Call the deer management hotline at 1-866-472-4332 from 8 a.m. to 4 p.m. weekdays for assistance.
The Southern Zone regular season is New York’s most popular hunting season, and 85% of New York’s 550,000 licensed hunters participate. The harvest in this season accounts for 60% of the total state-wide deer harvest and 30% to 60% of the state-wide bear harvest.
Following the regular deer and bear seasons in the southern zone, the late bow hunting and muzzle loading seasons run from December 13 to 21, and again from December 26 to January 1, the latter being an extension of previous years.
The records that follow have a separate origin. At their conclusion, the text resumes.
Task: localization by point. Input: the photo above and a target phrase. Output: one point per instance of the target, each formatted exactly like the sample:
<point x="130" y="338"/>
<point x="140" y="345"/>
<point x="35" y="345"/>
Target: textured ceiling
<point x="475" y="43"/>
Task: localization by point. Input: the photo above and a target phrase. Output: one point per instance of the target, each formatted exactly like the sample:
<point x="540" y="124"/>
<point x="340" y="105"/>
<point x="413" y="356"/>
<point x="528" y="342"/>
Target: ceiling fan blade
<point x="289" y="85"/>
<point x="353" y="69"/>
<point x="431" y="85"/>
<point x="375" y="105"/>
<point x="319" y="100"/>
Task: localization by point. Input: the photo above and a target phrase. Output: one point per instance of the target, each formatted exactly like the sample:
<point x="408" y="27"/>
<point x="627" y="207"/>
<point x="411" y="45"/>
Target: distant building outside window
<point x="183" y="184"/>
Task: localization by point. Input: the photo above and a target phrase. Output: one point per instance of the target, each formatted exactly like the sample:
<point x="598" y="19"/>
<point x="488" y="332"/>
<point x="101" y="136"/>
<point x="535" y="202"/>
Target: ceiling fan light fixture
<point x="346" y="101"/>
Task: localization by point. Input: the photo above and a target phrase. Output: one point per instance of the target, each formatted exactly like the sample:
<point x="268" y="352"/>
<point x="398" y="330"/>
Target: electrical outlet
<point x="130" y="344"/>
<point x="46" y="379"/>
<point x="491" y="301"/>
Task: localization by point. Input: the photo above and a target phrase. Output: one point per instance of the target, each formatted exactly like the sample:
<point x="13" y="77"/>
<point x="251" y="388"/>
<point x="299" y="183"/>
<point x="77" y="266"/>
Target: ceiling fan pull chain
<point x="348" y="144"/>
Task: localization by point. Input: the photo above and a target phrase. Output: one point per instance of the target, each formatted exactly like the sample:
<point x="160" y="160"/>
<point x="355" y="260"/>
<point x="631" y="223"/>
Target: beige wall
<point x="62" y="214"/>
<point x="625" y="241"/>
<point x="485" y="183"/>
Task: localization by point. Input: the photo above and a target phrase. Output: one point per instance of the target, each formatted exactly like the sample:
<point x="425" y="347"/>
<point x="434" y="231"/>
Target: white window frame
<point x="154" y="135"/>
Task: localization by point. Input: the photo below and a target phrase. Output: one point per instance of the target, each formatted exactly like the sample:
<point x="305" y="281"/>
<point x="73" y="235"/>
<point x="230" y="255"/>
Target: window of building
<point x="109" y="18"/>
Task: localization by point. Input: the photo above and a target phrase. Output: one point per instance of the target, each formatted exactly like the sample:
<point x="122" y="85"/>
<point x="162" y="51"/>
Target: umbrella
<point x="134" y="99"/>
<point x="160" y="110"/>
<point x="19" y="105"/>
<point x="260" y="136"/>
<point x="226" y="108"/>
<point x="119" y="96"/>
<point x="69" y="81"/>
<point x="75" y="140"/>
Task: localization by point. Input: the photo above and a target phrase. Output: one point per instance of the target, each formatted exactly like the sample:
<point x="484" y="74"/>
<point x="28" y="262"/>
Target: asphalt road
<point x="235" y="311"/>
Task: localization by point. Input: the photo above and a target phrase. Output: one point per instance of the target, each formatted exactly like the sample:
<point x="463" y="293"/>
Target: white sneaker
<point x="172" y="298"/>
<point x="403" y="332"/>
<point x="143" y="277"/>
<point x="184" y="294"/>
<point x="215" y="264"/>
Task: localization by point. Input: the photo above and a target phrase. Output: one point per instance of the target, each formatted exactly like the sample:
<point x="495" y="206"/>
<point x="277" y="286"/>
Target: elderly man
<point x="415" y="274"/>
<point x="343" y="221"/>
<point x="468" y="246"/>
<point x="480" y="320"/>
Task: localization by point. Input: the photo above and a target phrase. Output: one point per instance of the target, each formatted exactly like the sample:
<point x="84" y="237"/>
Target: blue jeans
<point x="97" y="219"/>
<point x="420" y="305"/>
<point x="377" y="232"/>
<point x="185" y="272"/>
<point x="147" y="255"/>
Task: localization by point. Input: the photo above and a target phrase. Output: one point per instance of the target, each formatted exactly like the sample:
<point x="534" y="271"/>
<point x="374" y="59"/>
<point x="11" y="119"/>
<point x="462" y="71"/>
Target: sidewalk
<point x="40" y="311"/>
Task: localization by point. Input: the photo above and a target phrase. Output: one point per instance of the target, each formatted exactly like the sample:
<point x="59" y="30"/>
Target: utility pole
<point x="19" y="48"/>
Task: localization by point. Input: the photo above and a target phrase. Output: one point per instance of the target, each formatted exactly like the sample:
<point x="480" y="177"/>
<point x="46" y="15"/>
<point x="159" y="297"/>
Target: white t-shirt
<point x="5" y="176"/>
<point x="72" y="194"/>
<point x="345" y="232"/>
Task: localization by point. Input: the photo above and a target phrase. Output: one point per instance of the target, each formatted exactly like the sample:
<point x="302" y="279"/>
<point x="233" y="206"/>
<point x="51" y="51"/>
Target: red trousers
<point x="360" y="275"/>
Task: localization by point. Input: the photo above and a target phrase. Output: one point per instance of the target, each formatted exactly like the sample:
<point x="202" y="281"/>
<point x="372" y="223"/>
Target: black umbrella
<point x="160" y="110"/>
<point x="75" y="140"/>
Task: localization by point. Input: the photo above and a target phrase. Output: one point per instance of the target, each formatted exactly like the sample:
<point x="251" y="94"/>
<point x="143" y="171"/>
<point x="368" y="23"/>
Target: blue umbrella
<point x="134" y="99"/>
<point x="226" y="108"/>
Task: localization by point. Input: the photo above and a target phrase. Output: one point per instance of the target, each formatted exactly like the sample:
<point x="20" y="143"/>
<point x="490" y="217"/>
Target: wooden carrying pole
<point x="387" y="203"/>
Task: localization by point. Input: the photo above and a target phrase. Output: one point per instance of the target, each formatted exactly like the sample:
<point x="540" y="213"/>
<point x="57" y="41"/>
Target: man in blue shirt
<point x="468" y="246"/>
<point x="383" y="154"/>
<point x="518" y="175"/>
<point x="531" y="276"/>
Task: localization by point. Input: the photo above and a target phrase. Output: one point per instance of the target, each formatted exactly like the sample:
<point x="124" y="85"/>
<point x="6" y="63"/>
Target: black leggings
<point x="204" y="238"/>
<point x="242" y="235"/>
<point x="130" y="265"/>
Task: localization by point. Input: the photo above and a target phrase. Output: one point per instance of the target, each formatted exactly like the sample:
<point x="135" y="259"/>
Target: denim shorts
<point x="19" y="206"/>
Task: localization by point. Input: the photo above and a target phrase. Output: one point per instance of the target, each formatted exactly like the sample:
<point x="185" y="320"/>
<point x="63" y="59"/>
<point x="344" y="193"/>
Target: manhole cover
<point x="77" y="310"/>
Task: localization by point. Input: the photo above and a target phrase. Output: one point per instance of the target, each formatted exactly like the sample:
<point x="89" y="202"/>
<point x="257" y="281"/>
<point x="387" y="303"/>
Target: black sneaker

Hunters participating in these special seasons must have a hunting license and bow or muzzleloading privileges.
As reported in the Nov. 18 edition of The Times, a temporary road closure limited access to deer hunting on Howland Island in the Montezuma Wildlife Management Area in Wayne and Cayuga Counties.
The state Department of Environmental Protection said flooding of the Seneca River resulted in the temporary closure of Carncross Road, which provides the only vehicle access to Howland Island in the city of Savannah, in Wayne County. Deer hunters are advised that this closure may extend until the start of the Southern Zone gun season, which begins today.
The road provides the only western access to the northern Montezuma Wildlife Management Area.
Currently, non-motorized access to Howland Island is available via the bridge over Howland Island Road in Port Byron or by crossing the Seneca River by boat.
There are also high water levels in other neighboring areas to the south, along the Seneca River near the hamlet of Montezuma.
Chris Kenyon’s “Outdoors” appears in every other weekend edition.